CDC 1700
The CDC 1700 was a 16-bit word minicomputer, manufactured by the Control Data Corporation with deliveries beginning in May 1966. The 1700 used ones' complement arithmetic and an ASCII-based character set, and supported memory write protection on an individual word basis. It had one general-purpose register and two indexing registers (one of which was implemented as a dedicated memory location). The instruction set was fairly simple and supported seven storage addressing modes, including multilevel (chained) indirect addressing.
Available peripherals included teletypewriters, paper tape readers/punches, punched card readers/punches, line printers, magnetic tape drives, magnetic drums, fixed and removable magnetic disk drives, display terminals, communications controllers, Digigraphic display units, timers, etc. These interfaced to the processor using unbuffered interrupt-driven "A/Q" channels or buffered Direct Storage Access channels.
Over the years there were several versions. The original 1700 was constructed using air-cooled CDC 6600-like cordwood logic modules and core memory, although later models used different technology. The final models, called Cyber-18, added four general-purpose registers and a number of instructions to support a time-sharing operating system.[1]
System name | Processor | Minimum RAM | Maximum RAM | Cycle time |
---|---|---|---|---|
1700 | 1704 | 4 KW | 32 KW | 1.1 μs |
1714 | 1714 | 12 KW | 64 KW | 1.1 μs |
SC1700 | 1774 | 4 KW | 32 KW | 1.5 μs |
System 17 | 1784 | 4 KW | 64 KW | 0.9 or 0.6 μs |
CYBER 18 | MP17 | 16 KW | 128 KW | 0.75 μs |
The main operating systems for the 1700 were the Utility System, which usually took the form of several punched paper tapes (resident monitor plus utilities), a similar Operating System for larger configurations, and the Mass Storage Operating System (MSOS) for disk-based systems. A Fortran compiler was available. Pascal was also available, via a cross compiler on a CDC 6000 series host. The Cyber 18 series, exploiting the extended instruction set, ran a disk-based OS, the Interactive Terminal Oriented System (ITOS). This system supported Fortran, Cobol, and UCSD Pascal. ITOS was a foreground/background system with multiple users connected via serial CRT terminals; user tasks ran in the background while the operating system itself ran in the foreground.

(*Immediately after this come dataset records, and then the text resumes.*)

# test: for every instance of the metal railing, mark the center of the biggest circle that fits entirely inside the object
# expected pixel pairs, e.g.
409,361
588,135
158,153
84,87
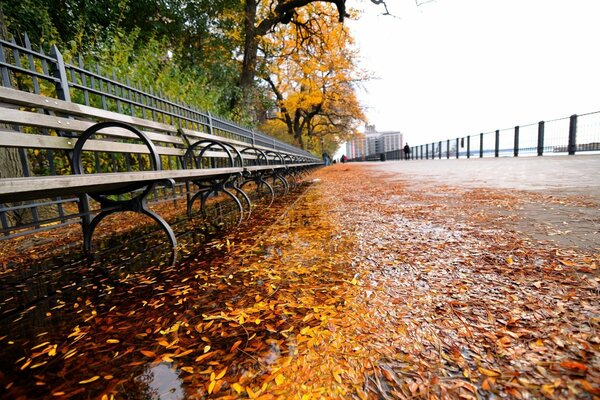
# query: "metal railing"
562,136
46,73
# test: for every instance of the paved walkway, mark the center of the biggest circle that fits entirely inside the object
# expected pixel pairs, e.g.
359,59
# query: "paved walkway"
571,219
567,174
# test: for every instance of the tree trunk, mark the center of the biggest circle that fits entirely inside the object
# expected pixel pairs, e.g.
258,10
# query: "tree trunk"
246,84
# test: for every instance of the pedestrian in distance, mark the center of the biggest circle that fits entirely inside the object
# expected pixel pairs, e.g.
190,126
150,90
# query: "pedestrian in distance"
406,151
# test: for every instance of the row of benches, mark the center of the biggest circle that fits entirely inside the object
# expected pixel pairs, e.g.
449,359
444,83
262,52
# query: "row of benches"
118,160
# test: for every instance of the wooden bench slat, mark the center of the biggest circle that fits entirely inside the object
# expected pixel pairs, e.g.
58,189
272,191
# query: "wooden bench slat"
35,187
27,118
26,99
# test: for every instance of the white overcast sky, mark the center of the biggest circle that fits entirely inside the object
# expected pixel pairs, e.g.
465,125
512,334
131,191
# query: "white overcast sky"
452,68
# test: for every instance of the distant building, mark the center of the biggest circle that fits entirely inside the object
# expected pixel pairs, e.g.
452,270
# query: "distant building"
374,143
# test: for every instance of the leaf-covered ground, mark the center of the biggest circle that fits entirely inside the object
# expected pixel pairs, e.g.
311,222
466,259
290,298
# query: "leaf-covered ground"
362,287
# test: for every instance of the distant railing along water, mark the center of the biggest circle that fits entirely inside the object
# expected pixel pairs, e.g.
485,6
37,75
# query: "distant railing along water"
562,136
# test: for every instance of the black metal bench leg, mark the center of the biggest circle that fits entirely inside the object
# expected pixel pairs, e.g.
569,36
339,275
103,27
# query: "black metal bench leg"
192,199
89,228
165,227
247,200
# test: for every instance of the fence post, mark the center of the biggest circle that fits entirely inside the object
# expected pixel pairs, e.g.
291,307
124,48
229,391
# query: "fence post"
516,145
58,70
210,124
481,145
469,146
457,147
541,126
572,135
497,144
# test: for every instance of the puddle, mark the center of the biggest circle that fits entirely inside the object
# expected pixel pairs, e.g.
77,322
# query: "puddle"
71,328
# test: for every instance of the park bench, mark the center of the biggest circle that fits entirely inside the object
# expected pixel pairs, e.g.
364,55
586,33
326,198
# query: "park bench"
119,160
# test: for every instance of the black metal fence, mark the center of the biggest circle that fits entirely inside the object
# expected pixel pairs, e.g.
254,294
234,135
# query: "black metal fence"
570,135
46,73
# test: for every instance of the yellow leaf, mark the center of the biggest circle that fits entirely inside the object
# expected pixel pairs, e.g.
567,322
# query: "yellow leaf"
204,356
148,353
221,374
92,379
488,372
279,379
237,387
251,394
235,346
337,378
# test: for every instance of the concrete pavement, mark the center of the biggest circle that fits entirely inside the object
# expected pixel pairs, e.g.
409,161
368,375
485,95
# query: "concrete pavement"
574,222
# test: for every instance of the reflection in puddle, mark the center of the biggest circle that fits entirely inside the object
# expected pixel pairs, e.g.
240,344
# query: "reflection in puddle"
163,382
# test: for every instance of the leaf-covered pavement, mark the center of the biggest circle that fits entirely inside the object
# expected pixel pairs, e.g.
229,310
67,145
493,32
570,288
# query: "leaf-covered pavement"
362,288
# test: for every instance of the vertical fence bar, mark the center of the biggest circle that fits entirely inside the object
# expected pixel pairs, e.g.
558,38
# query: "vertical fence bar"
58,70
469,146
497,144
86,95
481,145
457,147
541,126
516,145
572,135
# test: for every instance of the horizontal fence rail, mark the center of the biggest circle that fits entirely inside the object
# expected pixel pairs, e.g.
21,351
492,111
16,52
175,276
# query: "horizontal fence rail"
45,72
562,136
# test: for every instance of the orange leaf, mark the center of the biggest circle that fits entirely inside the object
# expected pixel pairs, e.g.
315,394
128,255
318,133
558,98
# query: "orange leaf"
92,379
204,356
574,365
488,372
236,345
148,353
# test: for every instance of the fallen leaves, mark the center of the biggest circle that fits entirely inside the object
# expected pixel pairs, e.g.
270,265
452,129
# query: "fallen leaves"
361,289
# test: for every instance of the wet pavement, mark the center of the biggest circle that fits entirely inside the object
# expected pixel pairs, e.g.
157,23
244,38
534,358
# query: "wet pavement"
567,175
567,213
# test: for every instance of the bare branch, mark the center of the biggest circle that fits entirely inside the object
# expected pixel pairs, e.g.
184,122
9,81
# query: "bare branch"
378,2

The 1700 series found use as communications concentrators, Digigraphics workstations, remote batch job entry stations, and industrial process controllers. One application, running the AUTRAN program, controlled water and wastewater treatment plants for many years. Another was used as Maintenance and Diagnostic SubSystem (M&DSS) for the AN/FPQ-16 Perimeter Acquisition Radar Attack Characterization System (PARCS), located at Cavalier Air Force Station (CAFS) in North Dakota; this CDC 1700 is still being used today. The system was also used by Ticketron as central servers for their wagering systems and ticketing services.
References
- ↑ CDC Cyber 18 Processor With MOS Memory, Macro Level System Description (PDF). CDC. 1977.